Login required to started new threads

Login required to post replies

Prev Next
What's your standard cassette size?
Quote | Reply
Been riding the standard setup that came with my bike (11-30/52-36) which I just assumed was optimal. I rarely use the 11 or the 30 cog and am wondering if there is a better setup I should consider. I was thinking about an 11-28 or 12-25 but have no experience with either. Wondering if there is an agreed upon sweet spot that I should look at.
Quote Reply
Re: What's your standard cassette size? [dave_o] [ In reply to ]
Quote | Reply
I use 11-30 with my road bike because we have some steep hills in PDX, while I use 11-28 on my tri bike because very few hills, if any, in triathlon require anything more

808 > NYC > PDX
2020 Races?: Nope.
Quote Reply
Re: What's your standard cassette size? [dave_o] [ In reply to ]
Quote | Reply
Triathlon
  • Stayin' alive with 11-25
  • flat and fast is 11-23
  • mountains is 11-28
  • Verve Infocranks 52-36 , 155mm length

Road Bike
  • Crank: Shimano 105 R7000, 50/34 (compact), 172.5mm length
  • Cassette: Shimano 105 R7000, 11-30, 11 speed


____________________________________________________________________________________________
2021 IRONMAN 70.3 World Championship, St. George, Utah, USA 17-18 Sept. 2021 |--| IRONMAN LAKE PLACID 2021 |--| EAGLEMAN 70.3 2021
Last edited by: LifeTri: Dec 2, 20 17:45
Quote Reply
Re: What's your standard cassette size? [dave_o] [ In reply to ]
Quote | Reply
It depends on

  • the type of terrain you live in,
  • how strong of a rider you are
  • whether you like to spin fast or not.
  • the size of your crank.
  • If you like prefer small gear jumps or don't mind large ones.
In other words, too many variables.

But if you're just taking a poll, I ride on mostly rolling terrain and am not particularly strong. I run 50-36 up front and 12-28 in back. I find 36x28 is enough for most climbs and 50x12 is big enough for most downhills. I occasionally spin out on long steep downs but it's worth it to have the 16-tooth cog that I'd be missing with 11-28
Last edited by: JoeO: Dec 2, 20 17:18
Quote Reply
Re: What's your standard cassette size? [dave_o] [ In reply to ]
Quote | Reply
My Cervelo came with a 12-25 that I use for everything. It does get tough when it's a 20% incline (!!) but that'll kill you no matter what your gearing is. On anything less than 15%, it's no problem for me. I forgot what the front was though.

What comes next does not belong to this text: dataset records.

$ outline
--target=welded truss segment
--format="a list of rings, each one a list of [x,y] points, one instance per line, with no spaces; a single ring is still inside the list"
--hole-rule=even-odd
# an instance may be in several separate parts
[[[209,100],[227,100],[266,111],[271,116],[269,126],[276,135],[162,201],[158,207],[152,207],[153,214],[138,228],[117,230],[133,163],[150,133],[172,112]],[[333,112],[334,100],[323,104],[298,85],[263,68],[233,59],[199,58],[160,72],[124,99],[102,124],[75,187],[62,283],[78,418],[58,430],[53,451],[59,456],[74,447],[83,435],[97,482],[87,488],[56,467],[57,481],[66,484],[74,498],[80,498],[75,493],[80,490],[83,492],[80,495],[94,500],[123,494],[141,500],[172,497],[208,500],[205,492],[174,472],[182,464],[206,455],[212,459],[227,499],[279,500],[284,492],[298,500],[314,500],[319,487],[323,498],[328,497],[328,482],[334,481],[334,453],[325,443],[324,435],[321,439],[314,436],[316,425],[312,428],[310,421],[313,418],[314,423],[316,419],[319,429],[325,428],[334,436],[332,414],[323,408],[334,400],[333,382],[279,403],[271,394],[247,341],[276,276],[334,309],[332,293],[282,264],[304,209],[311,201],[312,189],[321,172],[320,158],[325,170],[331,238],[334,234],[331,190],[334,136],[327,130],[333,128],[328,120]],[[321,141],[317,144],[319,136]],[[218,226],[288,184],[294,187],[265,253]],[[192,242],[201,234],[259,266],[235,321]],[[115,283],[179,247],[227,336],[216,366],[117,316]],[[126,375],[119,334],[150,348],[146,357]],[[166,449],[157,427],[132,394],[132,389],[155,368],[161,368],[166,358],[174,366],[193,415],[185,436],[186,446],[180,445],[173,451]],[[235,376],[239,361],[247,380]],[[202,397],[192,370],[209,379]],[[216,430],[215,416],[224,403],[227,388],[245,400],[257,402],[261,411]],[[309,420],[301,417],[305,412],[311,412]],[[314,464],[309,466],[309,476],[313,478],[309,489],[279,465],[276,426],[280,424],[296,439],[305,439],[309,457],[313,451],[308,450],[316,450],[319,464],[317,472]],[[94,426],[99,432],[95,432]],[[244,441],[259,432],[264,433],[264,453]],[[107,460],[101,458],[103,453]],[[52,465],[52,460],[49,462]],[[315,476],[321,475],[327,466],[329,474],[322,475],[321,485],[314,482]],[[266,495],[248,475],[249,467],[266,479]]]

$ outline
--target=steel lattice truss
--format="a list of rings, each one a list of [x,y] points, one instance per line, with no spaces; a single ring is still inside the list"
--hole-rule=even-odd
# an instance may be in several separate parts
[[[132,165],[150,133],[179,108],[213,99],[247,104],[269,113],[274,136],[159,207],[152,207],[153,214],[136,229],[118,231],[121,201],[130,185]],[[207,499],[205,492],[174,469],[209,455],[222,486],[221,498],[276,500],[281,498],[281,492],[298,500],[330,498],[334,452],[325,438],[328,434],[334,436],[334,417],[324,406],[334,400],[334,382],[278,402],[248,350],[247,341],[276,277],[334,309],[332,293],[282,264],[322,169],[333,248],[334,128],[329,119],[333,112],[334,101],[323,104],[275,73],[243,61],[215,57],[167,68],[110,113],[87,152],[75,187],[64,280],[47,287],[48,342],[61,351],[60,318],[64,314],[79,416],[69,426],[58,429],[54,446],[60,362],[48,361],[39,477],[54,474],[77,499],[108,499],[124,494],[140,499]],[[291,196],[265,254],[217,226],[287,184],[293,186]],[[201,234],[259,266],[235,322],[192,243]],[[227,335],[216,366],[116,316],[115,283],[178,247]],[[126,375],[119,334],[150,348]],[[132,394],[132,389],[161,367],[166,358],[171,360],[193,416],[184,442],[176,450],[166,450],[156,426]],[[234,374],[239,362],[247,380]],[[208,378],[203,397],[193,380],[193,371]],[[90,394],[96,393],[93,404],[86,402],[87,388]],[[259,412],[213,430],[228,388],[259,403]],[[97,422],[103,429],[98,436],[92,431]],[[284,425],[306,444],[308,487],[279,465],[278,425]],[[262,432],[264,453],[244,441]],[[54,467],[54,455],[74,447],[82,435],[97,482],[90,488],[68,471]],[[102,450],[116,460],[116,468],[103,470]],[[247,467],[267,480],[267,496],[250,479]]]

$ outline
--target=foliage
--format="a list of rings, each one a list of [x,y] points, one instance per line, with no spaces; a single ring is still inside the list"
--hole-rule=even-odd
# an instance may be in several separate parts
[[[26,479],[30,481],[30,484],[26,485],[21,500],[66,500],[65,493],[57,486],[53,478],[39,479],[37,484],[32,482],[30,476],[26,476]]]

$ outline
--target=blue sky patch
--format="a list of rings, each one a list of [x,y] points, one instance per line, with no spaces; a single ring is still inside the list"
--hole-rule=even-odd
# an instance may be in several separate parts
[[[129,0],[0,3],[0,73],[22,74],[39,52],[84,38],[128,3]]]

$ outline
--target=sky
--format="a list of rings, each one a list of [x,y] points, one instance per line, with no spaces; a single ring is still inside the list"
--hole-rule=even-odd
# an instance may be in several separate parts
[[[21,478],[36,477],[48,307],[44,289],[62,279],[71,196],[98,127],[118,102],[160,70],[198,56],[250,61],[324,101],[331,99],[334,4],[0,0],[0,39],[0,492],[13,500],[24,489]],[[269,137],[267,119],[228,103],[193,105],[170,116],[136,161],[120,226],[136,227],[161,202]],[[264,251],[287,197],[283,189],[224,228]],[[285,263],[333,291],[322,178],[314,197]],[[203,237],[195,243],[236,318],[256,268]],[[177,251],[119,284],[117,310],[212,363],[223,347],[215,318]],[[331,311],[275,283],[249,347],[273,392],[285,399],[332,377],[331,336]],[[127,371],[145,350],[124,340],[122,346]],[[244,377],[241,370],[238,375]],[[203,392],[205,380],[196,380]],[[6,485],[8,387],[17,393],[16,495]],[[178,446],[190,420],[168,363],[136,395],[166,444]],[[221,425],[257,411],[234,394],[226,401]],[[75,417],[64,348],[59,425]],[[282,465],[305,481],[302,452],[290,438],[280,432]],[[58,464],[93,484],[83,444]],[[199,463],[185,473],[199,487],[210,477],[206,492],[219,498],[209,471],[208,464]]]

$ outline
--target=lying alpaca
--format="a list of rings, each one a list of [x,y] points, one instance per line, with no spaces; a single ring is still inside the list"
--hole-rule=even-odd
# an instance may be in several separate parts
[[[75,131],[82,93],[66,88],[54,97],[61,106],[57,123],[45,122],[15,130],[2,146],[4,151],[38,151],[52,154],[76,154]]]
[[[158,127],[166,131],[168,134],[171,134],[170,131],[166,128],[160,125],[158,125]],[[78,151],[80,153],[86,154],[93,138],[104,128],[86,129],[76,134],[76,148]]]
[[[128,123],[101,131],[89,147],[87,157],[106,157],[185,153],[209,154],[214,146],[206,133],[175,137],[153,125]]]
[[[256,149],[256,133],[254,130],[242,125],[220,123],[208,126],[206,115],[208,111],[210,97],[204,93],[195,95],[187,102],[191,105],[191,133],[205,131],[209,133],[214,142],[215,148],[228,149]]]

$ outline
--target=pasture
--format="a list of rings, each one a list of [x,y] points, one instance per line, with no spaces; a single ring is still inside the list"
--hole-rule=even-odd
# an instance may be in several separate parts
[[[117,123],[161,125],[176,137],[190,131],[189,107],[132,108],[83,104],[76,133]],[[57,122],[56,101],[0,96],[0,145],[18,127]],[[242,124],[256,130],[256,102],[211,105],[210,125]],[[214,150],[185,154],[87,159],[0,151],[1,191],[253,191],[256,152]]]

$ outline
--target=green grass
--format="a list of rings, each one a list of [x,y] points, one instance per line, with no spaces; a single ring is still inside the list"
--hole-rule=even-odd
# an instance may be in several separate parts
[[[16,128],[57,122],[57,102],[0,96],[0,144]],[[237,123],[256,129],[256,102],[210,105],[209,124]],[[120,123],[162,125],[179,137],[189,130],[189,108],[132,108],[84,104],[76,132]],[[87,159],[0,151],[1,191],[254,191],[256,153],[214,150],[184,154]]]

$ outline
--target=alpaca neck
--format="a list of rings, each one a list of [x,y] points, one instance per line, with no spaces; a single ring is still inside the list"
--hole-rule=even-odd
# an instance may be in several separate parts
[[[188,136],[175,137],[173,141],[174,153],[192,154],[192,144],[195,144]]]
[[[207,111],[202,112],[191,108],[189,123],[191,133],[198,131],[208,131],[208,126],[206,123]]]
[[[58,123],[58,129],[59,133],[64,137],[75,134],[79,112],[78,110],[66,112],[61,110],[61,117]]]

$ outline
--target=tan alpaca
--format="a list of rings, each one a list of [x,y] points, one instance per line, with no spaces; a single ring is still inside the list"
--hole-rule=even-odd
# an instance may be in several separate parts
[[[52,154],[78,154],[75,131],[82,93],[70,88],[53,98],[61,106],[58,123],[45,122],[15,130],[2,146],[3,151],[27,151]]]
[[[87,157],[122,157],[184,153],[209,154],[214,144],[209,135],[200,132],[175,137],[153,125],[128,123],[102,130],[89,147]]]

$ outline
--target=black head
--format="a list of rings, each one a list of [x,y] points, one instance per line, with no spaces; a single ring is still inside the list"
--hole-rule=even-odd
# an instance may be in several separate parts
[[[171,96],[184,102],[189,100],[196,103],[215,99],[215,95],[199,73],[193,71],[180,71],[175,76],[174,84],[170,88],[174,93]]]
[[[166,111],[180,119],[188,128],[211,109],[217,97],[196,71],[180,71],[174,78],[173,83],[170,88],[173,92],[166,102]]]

I use all the gears on this setup, regularly all the time as well, so no wasted gears.
Last edited by: lightheir: Dec 2, 20 17:21
Quote Reply
Re: What's your standard cassette size? [dave_o] [ In reply to ]
Quote | Reply
dave_o wrote:
Been riding the standard setup that came with my bike (11-30/52-36) which I just assumed was optimal. I rarely use the 11 or the 30 cog and am wondering if there is a better setup I should consider. I was thinking about an 11-28 or 12-25 but have no experience with either. Wondering if there is an agreed upon sweet spot that I should look at.

12-25 / 53-39 up front. I could probably use a 12-28 (which was a mountain bike cassette when I started).

Swimming Workout of the Day:

Favourite Swim Sets:
Training Plan / Log
Quote Reply
Re: What's your standard cassette size? [dave_o] [ In reply to ]
Quote | Reply
Gearing totally depends on your: strength, preferred cadence, and terrain.

When I trained in Ohio (flats with short rollers), and 11-23 was fine (with a 52/42 front). Many of us even considered taking the inner ring off to save weight. Many guys ran an 11-19 "corncob."

Now living in California (rolling with lots of long, steep climbs) I run an 11-28 (with a 50/34 crank).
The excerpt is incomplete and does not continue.